March 11, 2026
How the Pentagon Is Fumbling the Nuclear Energy Renaissance
This article was originally published in The National Interest.
In June 2024, the Department of Defense (DOD) announced it was stepping back into the nuclear reactor business when the Army launched its Advanced Nuclear Power for Installations (ANPI) program, a partnership with the Defense Innovation Unit (DIU) focused on the design and build of fixed on-base reactors ranging from 2 to 10 megawatts (MW) for critical missions.
Rather than presenting a unified plan for commercializing advanced reactors, DOD has splintered into competing visions that risk undermining the momentum industry was counting on, and a commercial breakthrough may be slipping away.

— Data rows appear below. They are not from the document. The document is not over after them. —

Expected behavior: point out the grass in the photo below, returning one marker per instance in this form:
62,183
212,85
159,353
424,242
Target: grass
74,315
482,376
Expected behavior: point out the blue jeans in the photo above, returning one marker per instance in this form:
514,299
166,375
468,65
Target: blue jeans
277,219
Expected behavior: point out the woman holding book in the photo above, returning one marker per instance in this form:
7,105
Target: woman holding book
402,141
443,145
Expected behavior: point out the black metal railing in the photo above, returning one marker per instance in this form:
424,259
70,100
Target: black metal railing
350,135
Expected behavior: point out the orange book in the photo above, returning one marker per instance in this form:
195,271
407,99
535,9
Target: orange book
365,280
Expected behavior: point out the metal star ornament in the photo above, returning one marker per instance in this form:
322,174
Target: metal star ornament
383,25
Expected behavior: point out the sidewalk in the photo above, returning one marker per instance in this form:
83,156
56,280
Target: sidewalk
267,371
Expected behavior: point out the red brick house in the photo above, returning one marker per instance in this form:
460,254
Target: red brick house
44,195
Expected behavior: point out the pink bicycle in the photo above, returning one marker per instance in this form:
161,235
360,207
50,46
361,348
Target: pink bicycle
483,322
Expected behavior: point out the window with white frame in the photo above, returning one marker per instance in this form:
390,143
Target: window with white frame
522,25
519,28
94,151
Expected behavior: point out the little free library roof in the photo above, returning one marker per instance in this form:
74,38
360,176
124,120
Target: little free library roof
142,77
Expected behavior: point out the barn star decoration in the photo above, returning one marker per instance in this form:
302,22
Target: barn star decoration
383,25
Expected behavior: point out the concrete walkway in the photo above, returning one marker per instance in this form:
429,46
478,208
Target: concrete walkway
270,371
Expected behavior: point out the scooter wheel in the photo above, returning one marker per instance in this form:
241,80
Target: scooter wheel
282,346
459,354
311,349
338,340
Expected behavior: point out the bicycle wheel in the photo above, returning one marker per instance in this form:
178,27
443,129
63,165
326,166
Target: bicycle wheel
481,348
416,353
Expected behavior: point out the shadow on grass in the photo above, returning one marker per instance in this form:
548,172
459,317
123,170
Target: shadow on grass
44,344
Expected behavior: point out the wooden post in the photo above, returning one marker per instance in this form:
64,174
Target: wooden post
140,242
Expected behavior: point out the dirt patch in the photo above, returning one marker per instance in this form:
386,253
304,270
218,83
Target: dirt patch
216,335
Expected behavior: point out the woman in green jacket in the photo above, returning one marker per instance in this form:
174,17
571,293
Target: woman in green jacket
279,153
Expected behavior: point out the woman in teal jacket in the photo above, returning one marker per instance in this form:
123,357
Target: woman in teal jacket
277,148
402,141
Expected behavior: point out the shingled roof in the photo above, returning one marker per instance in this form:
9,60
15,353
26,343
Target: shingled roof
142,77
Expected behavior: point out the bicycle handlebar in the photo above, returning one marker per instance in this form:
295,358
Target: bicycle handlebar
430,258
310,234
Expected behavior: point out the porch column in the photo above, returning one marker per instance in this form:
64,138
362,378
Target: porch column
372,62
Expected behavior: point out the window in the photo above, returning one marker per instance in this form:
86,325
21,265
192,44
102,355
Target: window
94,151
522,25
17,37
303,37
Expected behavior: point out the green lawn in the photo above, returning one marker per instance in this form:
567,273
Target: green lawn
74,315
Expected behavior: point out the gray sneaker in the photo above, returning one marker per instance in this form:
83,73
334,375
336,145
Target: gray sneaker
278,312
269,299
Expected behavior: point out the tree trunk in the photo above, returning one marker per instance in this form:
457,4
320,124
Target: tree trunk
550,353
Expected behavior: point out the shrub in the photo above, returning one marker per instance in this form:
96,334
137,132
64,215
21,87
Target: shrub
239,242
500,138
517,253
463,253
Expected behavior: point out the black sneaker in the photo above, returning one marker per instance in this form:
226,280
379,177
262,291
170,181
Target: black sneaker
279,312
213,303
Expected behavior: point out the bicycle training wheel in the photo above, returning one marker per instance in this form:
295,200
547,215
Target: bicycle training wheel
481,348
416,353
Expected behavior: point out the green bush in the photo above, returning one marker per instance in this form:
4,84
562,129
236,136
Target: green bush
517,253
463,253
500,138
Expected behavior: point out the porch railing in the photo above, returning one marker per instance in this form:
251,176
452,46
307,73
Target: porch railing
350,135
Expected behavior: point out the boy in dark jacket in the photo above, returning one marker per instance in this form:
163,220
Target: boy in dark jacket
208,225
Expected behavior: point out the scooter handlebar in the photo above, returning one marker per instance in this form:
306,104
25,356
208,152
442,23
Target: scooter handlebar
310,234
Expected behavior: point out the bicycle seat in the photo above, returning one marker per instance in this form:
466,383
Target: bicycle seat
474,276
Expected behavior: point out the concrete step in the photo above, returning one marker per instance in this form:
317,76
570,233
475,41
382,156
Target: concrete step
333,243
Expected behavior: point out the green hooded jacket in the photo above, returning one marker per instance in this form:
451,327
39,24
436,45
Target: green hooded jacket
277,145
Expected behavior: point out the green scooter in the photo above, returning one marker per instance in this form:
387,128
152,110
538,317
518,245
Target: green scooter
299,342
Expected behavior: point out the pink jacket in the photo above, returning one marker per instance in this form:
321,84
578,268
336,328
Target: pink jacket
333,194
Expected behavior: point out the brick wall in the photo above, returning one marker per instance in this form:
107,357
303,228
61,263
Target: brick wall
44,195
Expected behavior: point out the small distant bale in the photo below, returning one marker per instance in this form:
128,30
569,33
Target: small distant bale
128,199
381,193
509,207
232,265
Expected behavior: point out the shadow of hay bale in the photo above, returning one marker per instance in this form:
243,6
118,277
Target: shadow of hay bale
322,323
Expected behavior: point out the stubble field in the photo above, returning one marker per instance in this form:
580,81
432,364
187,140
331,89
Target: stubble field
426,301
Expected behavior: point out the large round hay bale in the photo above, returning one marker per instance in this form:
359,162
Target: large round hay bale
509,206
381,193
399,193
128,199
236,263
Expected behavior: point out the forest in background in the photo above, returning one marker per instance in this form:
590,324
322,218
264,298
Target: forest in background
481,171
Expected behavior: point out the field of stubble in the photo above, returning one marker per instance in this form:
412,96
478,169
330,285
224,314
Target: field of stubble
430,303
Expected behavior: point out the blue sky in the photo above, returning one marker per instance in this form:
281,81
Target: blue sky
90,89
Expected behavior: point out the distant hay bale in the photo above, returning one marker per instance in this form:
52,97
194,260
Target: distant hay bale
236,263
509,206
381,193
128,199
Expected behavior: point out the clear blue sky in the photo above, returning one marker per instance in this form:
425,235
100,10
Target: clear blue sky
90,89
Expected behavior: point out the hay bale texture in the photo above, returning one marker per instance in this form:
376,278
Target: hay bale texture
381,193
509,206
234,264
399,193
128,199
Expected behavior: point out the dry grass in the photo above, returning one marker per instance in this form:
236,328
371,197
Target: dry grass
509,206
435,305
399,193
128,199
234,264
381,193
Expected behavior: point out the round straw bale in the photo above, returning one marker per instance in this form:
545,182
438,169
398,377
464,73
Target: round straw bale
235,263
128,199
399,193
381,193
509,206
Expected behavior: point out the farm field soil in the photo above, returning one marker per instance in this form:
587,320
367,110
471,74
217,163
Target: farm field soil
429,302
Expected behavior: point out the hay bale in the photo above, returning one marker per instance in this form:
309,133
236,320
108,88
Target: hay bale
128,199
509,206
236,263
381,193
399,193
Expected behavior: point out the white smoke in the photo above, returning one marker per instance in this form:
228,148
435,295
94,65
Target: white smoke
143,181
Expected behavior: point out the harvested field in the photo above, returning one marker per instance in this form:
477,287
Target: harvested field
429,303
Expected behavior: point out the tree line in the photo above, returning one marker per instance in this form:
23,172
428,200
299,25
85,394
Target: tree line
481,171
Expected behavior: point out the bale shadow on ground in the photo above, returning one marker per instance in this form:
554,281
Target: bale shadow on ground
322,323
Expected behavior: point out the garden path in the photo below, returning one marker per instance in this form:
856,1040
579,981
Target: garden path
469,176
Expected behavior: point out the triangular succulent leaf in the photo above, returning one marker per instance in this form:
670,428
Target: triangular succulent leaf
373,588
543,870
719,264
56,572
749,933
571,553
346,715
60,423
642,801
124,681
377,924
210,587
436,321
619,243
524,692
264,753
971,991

For DOD, advanced reactors promise to reduce its reliance on a fragile commercial power grid that provides electricity to more than 95 percent of US military installations. That power grid faces surging demand from artificial intelligence (AI) data centers and semiconductor chip manufacturing. Increasingly extreme weather is also causing outages that exceed on-base backup power capability. The nature of a globally-networked force where domestic military installations are tied to overseas missions—from drones to cyber operations—means that a power failure at home puts operators abroad at risk. Advanced reactors offer a form of salvation, particularly for critical loads.